April 26, 2024

Scientists say COVID-19 booster intake is waning, urge Canadians to book their shots

Across Canada, there have been booster clinics and vaccine days, all to get more Canadians their shots — but recently, the drive to get shots into arms has hit a curb.

Health officials say they’ve been noticing enthusiasm waning.

“I think we’re all concerned with the drop,” Nicole Dupuis, CEO of Windsor-Essex County Health Unit, told CTV News. “We still have quite a number of individuals who have still not received a second dose.”

And although the advent of Omicron spurred regions to open up booster shots to more ages, the rate of Canadians getting booster shots has gone down.

So far, over 30 million Canadians are double-vaccinated.

Health Canada says 25 million third doses of Pfizer and Moderna have been ordered, but as of the most recent data, only 15 million third doses have been given out.

This means around 10 million have not gotten a booster shot.

“To get the best bang for your buck, you really you really should be getting the booster,” Mina Tadrous, an assistant professor at the University of Toronto, told CTV News.

A new study conducted in Canada offers real world evidence that three shots offer the strongest protection, scientists say.

Researchers tracked data on over 20,000 people who were confirmed by PCR test to have contracted COVID-19 as Omicron slammed into Ontario in December. The study has been submitted for peer-review.

The study found that six months after having received two doses, there was very little protection left to prevent symptomatic illness from the Omicron variant.

That third dose, however cut the chance of illness with symptoms by 61 per cent.

This doesn’t mean that two doses provided no protection at all — when it came to protecting against hospital admissions and death from Omicron, two doses cut the risk by 82 per cent, the study found.

But that third dose reduced the risk of hospitalization and death by 95 per cent.

The study also included data on the vaccine response to Delta in the same period, and shows how different the vaccine’s interaction with Omicron is.

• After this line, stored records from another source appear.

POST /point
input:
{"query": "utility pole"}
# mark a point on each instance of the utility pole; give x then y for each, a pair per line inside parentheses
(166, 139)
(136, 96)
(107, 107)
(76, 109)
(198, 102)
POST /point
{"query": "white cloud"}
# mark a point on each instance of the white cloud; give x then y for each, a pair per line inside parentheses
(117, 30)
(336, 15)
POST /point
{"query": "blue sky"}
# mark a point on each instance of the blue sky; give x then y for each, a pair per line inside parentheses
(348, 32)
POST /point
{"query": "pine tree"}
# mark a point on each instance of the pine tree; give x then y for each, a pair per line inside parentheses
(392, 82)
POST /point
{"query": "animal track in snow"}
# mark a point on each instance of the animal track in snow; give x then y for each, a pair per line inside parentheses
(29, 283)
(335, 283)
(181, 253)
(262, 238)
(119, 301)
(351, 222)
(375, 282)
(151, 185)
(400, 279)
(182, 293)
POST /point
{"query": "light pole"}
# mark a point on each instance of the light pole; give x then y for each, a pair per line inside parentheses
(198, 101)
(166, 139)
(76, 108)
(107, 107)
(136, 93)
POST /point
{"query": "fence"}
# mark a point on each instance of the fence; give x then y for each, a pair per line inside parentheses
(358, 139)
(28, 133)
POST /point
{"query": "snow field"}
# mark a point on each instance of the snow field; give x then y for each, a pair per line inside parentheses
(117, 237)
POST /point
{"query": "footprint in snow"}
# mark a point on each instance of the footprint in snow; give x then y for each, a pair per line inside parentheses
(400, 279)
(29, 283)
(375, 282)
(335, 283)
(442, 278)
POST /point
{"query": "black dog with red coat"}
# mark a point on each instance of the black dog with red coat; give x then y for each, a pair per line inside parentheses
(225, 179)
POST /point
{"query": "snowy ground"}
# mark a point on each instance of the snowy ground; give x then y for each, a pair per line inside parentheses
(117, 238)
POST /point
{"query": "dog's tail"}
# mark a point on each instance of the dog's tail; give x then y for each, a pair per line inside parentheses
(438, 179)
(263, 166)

Two doses of the vaccine were 85-per-cent effective against symptomatic illness six months after the second dose as long as the patient had Delta instead of Omicron.

“It was not possible for us to study vaccine effectiveness against symptomatic infection before because the data to do so were not available at the time,” Dr. Jeff Kwong, one of the study authors, told CTV News.

But the bottom line, he says, is that “boosters improve protection against symptomatic and severe outcomes.”

Kwong, who is also a scientist with Public Health Ontario and interim director of the Centre for Vaccine Preventable Diseases, pointed out that even a small percentage difference in protection can mean a lot of hospitalizations when you look at how many people are contracting the virus overall.

“Our health system just doesn’t have enough excess capacity to be able to deal with that,” he said. “That’s why our hospitals are now overflowing once again.

“Really, two doses just doesn’t offer a whole lot of protection against Omicron. It’s a different variant.”

Scientists are hoping this Canadian data will convince those sitting on the fence about a booster shot.

“As a pharmacist, I see these conversations a lot and I have them with people,” Tadrous said. “When they talk about, ‘why do I need a booster, I thought you told me two doses and this thing’s over.’

“So this is again, supportive of the need for boosters and the continued action and call for Canadians to get boosters if they’re eligible.”

Tadrous added that studies that track vaccine effectiveness during a rollout are important because they provide real-world data that can reveal things clinical trials may have missed.

“When we roll something out into the real world, it goes to everybody,” Tadrous said. “With vaccines, that may have been limited to some populations, and so what it looks like in the real world is really important.”

Some researchers believe it is data like this that may prompt more regions to require a third dose to be considered fully vaccinated. But so far, the terminology has not shifted.